There is also the automation threat. Across the industry, tech companies are investing heavily in automated content filtering and AI systems that can classify and label data without human review. Even where human annotators are still needed, contracts are getting shorter, margins are shrinking, and the work is increasingly commoditised. As Techweez reported, the Sama layoffs underscore a difficult truth: Nairobi has been quietly building a reputation as an impact sourcing hub, but the value chain it feeds into is only as stable as the next contract renewal.
What Comes Next for Affected Workers
Sama has stated that it is “actively supporting affected employees with care and respect,” noting that workers have access to comprehensive wellness resources, full medical benefits, and on-site counselling provided by qualified practitioners. The company emphasised that its teams “receive living wages and full benefits.”
Under Kenyan employment law, workers facing redundancy are entitled to severance pay and notice periods, but the specifics of what Sama will provide beyond the statutory minimum have not been disclosed. For the 1,108 workers losing their jobs, the immediate concern is income. The longer-term concern is whether other tech companies will follow Meta’s lead, and whether the skills these workers have developed in data annotation, computer vision labelling, and NLP are transferable to roles with other employers.
There are other data annotation firms operating in Kenya — including Digital Divide Data, Impact Outsourcing, and CloudFactory — but none operate at the scale that Sama’s Meta contract demanded. And with the global AI industry increasingly investing in automation over human labour, the competitive landscape for these roles is shifting fast.

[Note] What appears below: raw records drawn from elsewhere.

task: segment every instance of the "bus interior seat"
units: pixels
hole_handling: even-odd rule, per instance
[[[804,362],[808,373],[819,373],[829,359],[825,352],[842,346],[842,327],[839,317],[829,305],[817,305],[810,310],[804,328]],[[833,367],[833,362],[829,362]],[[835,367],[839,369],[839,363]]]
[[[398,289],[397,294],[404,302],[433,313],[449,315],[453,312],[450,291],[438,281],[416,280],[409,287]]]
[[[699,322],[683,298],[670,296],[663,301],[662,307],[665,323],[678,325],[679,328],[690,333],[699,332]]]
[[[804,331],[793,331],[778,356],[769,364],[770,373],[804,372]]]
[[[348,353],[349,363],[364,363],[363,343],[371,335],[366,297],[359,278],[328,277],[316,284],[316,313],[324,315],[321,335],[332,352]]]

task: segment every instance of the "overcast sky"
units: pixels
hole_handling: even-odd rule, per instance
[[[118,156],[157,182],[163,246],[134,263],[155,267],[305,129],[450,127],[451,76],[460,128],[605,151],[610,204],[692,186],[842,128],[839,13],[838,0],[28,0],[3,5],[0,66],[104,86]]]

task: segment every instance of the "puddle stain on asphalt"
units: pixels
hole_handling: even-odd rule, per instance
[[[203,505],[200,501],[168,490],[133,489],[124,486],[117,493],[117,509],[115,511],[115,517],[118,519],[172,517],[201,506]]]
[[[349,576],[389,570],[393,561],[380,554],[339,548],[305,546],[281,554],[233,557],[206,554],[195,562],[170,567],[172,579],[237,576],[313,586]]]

Meanwhile, Kenyan data workers have been organising. In May 2023, more than 150 content moderators working for Meta, ByteDance, and OpenAI formed Africa’s first content moderators’ union with support from the Communications Workers’ Union of Kenya. More recently, workers established the Data Labelers Association to advocate for fair treatment and better conditions. These efforts represent a growing collective awareness that the global AI economy cannot be built on a foundation of precarious employment and disposable workers.
A Cautionary Tale
Sama’s R15 billion investment pledge this is not. The layoffs tell a different story about the global digital economy — one in which thousands of jobs can appear and disappear based on a single contract decision in Silicon Valley. Kenya’s ambition to become a “Silicon Savannah” remains real, but the Sama episode offers a sharp reminder of the risks embedded in an outsourcing model that depends on the goodwill and continued demand of a small number of multinational technology companies.
As TechMoran observed, the layoffs underscore the vulnerability of outsourced digital work in emerging markets to shifts in demand from global technology firms. For the 1,108 Sama employees in Nairobi who are about to lose their livelihoods, the promise of “impact sourcing” has collided with the reality of market forces — and the impact, this time, flows in only one direction.